Answer
We should use the #18 wire.
Work Step by Step
Recalling that the magnetic field strength inside a solenoid is given by
$$B=\dfrac{\mu_0NI}{l}$$
The author told us that we should wound the coils as close together as possible. This means that the length of the coil is given by $l=ND$ where $D$ is the diameter of the wire. So, $N=l/D$
$$B=\dfrac{\mu_0 \color{red}{\bf\not} lI}{\color{red}{\bf\not} lD}$$
$$B=\dfrac{\mu_0I}{D}$$
Hence, the current needed is given by
$$I=\dfrac{DB}{\mu_0}$$
For wire #18: which has a maximum current of 5 A, the current needed to create a magnetic field of 5 mT is;
$$I_{\rm \#18}=\dfrac{D_{\#18}B}{\mu_0}=\dfrac{(1.02\times 10^{-3})(5\times 10^{-3})}{4\pi \times 10^{-7}}=\bf 4.06\;\rm A$$
This current is in the limit, so we can use this wire.

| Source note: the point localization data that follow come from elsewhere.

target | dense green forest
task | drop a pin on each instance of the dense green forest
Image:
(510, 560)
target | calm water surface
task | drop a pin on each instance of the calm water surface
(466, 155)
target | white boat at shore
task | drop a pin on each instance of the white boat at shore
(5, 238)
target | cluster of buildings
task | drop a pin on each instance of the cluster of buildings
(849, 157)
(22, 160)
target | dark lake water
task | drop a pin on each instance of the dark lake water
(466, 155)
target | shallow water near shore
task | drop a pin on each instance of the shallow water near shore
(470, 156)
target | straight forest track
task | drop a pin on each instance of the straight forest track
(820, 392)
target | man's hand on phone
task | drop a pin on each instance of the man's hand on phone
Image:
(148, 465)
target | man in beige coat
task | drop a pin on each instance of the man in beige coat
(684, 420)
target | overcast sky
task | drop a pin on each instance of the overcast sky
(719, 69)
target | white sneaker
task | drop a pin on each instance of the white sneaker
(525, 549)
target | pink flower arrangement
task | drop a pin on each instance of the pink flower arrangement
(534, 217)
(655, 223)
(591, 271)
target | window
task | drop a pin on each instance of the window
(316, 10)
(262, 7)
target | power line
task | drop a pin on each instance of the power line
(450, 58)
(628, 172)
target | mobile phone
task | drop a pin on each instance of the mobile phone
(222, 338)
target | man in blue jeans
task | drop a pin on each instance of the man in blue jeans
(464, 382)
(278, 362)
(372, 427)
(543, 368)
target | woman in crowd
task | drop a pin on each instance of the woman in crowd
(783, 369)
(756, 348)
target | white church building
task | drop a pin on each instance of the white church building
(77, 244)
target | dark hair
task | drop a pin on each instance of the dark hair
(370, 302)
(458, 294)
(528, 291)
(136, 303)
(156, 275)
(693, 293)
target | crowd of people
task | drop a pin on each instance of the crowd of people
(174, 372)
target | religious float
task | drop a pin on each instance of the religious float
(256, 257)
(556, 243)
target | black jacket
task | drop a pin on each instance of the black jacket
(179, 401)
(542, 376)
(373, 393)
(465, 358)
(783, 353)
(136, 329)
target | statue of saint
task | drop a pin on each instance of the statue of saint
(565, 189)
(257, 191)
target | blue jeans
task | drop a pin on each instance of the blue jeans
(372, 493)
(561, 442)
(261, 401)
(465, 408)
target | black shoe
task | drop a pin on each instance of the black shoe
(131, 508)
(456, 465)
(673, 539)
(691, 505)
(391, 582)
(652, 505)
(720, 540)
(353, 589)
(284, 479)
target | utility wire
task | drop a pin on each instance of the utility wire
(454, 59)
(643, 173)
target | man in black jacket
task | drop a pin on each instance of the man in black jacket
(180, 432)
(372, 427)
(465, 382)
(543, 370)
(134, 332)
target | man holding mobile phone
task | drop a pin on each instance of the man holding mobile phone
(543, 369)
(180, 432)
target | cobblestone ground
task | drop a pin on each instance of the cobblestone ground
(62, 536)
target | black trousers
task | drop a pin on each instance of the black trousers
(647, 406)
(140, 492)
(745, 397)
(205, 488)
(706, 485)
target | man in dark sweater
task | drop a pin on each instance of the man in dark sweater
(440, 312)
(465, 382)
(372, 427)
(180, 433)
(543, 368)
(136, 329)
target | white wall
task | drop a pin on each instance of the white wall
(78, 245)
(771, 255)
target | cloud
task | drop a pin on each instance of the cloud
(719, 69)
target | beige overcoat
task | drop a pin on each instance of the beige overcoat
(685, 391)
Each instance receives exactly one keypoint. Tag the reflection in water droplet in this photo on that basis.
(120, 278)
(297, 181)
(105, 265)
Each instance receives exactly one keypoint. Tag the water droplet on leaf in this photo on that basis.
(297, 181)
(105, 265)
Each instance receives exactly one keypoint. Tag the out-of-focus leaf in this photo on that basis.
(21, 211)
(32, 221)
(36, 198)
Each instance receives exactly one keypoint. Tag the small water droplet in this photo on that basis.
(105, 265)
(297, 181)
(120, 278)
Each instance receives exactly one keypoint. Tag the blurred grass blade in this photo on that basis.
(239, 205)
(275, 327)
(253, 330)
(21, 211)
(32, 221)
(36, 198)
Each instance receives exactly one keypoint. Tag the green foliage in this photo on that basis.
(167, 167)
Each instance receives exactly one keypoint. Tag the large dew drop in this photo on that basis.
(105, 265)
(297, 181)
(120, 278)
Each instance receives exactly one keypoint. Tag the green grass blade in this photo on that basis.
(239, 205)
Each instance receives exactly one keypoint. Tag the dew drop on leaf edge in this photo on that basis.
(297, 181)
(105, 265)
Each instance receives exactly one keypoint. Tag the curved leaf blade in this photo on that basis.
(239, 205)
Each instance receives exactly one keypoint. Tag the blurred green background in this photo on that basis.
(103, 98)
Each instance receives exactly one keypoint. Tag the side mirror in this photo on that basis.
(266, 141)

For wire #26: which has a maximum current of 1 A, the current needed to create a magnetic field of 5 mT is;
$$I_{\rm \#26}=\dfrac{D_{\#26}B}{\mu_0}=\dfrac{(0.41\times 10^{-3})(5\times 10^{-3})}{4\pi \times 10^{-7}}=\bf 1.63\;\rm A$$
This current exceeds the limit, so we can't use this wire.